One of the first things she told me was to follow her TikTok account, and then she spoke about her love for food, travelling and Moomin, a Finnish cartoon.
She did not mention her Olympic gold until asked and she always makes sure to give credit to her family and team for supporting her.
I never thought I would be able to get so up close and personal with an Olympic champion but at the SEA Games.
After talking about taekwondo, she got right back to more important business: "You write down my TikTok and follow me! @panipak2540."
And I did. Please follow her.
Gold medallists and record breakers often grab the headlines with their feats. But high up on the list of my memorable moments from these Games is the image of shooter Martina Veloso taking aim as a single tear rolled down her face.
It happened during the women's 50m rifle three positions final where the 22-year-old had been expected to win her third Games gold medal. But after a poor start, it seemed she would be going home empty-handed.
At the midway mark, she was on the verge of elimination but each time she pulled through. And when it was down to three shooters, Veloso had an outside chance of making the top two.
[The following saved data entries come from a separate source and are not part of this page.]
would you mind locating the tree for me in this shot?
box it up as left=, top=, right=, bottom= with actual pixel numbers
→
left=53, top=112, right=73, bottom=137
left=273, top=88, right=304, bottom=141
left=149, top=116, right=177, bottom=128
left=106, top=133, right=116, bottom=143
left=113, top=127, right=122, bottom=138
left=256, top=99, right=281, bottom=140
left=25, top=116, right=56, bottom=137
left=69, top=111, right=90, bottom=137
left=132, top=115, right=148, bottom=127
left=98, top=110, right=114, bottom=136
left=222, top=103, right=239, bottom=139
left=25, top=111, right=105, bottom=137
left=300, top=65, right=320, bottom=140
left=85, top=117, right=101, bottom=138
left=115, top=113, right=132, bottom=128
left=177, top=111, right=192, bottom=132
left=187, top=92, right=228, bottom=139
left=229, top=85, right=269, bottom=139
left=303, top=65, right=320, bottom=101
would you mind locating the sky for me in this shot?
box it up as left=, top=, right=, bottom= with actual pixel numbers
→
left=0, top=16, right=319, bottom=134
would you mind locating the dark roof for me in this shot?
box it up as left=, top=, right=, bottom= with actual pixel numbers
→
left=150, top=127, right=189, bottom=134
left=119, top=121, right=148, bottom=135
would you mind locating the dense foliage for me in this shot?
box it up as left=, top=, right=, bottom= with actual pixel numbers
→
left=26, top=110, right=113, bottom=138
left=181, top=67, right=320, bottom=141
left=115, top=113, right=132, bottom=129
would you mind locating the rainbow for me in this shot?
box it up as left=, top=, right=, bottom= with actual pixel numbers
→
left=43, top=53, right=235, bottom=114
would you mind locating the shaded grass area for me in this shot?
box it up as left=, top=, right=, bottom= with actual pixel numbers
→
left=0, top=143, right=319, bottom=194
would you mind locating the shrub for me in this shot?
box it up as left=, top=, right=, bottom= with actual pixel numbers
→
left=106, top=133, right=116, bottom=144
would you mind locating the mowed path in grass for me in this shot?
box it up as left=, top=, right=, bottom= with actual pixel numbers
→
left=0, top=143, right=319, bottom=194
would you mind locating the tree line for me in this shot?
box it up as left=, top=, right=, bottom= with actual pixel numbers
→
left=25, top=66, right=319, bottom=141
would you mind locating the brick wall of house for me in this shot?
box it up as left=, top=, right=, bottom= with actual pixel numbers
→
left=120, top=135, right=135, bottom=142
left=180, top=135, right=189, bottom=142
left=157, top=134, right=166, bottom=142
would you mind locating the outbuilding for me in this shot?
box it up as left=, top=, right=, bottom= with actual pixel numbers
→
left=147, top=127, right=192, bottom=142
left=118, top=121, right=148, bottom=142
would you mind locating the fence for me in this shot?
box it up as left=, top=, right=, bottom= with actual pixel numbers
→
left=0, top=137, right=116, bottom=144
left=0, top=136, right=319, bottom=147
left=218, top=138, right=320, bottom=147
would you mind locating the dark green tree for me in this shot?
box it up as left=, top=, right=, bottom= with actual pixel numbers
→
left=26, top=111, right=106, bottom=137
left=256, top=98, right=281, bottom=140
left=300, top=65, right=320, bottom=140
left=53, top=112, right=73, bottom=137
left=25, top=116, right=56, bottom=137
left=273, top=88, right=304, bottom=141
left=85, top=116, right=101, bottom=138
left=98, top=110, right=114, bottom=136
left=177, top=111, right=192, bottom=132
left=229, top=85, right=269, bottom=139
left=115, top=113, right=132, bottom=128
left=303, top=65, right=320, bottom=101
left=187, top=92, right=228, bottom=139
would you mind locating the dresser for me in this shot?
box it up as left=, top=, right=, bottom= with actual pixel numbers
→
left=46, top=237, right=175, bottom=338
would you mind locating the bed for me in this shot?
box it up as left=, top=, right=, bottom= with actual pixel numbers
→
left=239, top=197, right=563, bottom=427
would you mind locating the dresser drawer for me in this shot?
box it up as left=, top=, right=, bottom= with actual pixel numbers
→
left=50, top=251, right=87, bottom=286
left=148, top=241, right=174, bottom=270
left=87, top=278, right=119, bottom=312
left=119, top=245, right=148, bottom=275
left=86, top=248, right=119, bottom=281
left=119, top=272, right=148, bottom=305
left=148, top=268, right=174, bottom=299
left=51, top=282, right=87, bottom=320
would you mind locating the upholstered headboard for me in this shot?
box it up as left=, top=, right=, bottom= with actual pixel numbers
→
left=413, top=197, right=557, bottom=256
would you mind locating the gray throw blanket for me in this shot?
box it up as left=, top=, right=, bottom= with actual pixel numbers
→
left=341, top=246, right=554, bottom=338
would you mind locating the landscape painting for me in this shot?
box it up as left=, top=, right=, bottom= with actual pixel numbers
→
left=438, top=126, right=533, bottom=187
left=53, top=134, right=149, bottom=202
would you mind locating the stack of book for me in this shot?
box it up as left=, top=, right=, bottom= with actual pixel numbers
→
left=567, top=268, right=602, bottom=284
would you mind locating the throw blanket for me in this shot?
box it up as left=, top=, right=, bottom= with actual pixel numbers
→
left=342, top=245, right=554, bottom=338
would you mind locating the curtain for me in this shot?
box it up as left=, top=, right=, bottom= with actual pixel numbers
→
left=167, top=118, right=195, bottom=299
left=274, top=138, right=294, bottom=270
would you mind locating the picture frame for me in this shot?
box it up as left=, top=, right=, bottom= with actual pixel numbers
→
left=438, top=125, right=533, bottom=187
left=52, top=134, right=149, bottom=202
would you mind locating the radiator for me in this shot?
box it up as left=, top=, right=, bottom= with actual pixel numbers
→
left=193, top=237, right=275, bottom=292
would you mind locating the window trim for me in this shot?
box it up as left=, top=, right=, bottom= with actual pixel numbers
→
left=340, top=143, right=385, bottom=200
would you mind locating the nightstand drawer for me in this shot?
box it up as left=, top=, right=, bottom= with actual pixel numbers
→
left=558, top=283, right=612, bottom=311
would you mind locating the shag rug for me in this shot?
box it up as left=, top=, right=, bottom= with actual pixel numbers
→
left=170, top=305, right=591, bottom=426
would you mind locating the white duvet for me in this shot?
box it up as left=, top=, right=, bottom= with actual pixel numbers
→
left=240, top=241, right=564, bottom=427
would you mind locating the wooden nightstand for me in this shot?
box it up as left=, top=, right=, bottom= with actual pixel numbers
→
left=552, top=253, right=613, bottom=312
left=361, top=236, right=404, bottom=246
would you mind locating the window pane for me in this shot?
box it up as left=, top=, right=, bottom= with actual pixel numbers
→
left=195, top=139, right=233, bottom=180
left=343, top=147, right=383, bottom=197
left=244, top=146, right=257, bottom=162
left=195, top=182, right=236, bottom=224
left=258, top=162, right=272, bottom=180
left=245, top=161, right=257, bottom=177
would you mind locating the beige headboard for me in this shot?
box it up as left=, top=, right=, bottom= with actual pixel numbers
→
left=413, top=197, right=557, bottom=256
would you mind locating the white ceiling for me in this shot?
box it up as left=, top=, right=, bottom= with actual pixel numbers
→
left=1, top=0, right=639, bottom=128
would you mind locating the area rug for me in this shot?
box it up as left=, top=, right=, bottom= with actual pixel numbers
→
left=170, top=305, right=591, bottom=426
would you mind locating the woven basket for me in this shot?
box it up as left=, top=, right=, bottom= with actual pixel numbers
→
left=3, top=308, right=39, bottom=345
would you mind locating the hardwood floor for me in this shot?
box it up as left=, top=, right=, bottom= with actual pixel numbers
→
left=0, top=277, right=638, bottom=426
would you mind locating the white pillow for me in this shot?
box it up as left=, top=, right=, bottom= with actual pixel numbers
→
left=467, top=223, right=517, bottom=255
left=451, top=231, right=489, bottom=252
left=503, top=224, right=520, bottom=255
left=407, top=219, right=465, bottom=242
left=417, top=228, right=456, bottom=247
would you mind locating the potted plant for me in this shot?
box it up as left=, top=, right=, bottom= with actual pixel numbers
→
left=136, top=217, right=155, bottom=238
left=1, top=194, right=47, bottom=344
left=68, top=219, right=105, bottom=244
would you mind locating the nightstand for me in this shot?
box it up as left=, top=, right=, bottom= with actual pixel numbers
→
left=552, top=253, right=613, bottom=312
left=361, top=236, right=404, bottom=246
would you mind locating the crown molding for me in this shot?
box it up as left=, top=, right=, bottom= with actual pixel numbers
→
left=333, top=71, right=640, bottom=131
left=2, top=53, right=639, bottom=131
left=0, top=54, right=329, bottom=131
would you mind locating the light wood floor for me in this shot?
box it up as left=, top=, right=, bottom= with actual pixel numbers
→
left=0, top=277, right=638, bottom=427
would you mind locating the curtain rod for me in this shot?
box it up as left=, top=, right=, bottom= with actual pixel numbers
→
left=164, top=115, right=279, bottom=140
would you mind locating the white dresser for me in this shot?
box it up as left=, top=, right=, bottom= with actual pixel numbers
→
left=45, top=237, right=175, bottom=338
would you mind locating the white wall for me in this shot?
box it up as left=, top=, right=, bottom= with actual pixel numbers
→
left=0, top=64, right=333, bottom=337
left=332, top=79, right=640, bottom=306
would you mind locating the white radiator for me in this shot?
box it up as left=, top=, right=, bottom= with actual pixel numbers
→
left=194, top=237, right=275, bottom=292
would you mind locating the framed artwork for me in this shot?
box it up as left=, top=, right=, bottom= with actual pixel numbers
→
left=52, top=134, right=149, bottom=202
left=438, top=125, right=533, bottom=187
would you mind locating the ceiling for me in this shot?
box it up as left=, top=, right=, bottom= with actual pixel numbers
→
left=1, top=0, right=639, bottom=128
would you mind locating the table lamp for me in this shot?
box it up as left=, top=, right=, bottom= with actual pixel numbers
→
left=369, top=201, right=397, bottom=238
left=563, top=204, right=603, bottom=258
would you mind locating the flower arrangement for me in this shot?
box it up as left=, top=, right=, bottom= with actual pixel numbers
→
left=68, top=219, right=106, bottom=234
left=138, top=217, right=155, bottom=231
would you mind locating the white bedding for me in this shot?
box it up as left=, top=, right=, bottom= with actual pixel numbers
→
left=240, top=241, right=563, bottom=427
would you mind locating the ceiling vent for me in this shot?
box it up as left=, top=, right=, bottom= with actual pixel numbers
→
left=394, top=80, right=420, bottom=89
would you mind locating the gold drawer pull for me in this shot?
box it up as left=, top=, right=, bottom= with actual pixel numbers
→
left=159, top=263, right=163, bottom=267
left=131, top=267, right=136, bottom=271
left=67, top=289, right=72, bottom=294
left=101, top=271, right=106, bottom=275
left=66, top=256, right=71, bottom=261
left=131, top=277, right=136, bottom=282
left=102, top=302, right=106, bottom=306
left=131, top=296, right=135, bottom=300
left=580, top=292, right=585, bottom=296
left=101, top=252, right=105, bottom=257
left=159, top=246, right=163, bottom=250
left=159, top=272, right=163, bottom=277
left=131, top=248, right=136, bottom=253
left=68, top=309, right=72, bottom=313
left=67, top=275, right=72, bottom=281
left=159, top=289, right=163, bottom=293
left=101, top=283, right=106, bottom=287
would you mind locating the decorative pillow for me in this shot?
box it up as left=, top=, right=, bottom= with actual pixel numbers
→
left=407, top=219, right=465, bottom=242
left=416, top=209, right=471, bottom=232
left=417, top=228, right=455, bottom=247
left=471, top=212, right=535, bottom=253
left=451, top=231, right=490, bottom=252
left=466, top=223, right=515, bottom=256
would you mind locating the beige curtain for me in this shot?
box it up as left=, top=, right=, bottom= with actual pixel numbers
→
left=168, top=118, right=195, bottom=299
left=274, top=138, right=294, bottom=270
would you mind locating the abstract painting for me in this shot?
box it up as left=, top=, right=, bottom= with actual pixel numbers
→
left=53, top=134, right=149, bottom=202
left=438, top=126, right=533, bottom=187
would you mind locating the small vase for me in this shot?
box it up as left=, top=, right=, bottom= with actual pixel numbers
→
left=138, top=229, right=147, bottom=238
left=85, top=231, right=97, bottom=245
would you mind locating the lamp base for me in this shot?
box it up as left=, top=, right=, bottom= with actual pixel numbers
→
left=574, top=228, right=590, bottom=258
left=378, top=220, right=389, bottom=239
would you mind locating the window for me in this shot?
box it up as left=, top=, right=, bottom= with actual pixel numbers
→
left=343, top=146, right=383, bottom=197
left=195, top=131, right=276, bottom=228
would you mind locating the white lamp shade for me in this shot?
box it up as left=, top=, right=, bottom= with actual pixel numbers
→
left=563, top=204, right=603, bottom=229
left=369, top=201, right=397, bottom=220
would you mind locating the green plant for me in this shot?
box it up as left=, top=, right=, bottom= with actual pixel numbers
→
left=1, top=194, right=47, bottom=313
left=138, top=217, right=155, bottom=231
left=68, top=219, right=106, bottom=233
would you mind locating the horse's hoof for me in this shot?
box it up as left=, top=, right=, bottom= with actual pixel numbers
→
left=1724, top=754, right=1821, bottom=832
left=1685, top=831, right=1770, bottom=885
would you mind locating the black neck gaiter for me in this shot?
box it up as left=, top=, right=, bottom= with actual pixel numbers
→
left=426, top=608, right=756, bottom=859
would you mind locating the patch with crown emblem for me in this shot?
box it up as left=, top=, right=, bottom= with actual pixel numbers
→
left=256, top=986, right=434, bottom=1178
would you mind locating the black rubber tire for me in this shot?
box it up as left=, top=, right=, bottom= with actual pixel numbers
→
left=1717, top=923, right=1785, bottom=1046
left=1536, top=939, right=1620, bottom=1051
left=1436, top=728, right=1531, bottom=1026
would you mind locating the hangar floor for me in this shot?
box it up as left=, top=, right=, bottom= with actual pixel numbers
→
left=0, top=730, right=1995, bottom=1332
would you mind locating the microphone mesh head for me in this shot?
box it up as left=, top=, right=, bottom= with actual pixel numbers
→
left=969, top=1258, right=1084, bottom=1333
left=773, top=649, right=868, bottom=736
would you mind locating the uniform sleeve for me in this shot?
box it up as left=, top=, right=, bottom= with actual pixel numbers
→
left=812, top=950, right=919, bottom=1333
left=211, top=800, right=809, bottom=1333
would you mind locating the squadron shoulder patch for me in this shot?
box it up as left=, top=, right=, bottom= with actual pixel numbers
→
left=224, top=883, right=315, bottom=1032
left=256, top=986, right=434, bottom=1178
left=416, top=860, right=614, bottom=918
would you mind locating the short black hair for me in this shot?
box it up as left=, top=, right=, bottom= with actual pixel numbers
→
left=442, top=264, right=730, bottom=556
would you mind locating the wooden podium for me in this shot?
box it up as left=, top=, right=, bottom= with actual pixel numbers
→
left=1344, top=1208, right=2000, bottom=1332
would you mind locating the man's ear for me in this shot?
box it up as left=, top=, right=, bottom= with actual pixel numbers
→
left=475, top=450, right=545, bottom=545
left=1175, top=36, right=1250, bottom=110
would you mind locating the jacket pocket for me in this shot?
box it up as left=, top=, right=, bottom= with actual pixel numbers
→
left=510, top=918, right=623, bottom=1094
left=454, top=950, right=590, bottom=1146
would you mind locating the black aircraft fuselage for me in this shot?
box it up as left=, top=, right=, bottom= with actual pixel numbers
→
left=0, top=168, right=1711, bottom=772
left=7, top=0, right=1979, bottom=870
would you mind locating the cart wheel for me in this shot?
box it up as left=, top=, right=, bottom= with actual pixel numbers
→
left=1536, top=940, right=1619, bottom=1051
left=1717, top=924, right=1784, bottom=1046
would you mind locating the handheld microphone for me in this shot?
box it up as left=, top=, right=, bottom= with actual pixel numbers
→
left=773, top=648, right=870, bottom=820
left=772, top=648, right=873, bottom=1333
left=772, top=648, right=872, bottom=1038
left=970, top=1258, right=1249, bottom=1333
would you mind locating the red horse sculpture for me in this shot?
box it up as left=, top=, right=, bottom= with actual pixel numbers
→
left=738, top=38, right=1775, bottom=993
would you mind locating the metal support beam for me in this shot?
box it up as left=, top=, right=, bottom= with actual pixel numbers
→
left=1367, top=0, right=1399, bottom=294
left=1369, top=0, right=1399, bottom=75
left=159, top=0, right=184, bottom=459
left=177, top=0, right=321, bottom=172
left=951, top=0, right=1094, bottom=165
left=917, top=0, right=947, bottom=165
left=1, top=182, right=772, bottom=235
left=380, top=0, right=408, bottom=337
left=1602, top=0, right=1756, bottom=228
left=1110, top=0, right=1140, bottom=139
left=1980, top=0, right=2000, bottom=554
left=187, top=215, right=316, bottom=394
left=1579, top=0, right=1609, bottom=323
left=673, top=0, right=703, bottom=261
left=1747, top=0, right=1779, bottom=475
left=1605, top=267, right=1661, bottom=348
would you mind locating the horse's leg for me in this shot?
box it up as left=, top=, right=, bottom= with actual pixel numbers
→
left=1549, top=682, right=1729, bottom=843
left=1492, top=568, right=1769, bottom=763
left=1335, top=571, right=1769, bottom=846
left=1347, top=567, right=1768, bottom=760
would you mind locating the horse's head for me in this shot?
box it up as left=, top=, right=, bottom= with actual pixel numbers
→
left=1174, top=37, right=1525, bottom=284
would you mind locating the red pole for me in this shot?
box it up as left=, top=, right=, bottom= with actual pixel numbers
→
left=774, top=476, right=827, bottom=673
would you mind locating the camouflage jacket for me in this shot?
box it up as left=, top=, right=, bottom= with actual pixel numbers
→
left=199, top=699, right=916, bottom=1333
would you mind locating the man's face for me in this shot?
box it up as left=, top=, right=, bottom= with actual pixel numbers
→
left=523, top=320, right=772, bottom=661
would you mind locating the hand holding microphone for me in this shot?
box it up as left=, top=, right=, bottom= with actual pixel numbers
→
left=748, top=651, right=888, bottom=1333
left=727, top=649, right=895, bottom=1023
And as she prepared to take her shot, tears had welled up in her eyes.
Given that she had been so close to going home without a medal, winning a bronze felt like gold.
It reminded me that not all comeback stories must end with a title or gold medal and the grit and never-say-die attitude Veloso showed to fight her way to a bronze deserves to be remembered alongside the 47 gold medals from Singapore.
Before the SEA Games, 14-year-old epee fencer Elle Koh talked about how she was still learning to cope with the pressure of representing Singapore on the international stage.
She was put to the biggest test of that when facing the home favourite Vu Thi Hong in the semi-finals.
At her first SEA Games, Koh showed nerves of steel as she held her own against competitors much older and more experienced than her.
Displaying a composure beyond her years, Elle fought off stiff competition from Hong in front of the home crowd, who urged their athletes on with loud roars each time she scored a point.
And the 1.64m teen held her own, unleashing a scream after winning each point to narrowly edge out her Vietnamese opponent 15-14.
It was heartening to see the young athlete come into her own at these Games as her sporting career is just taking off.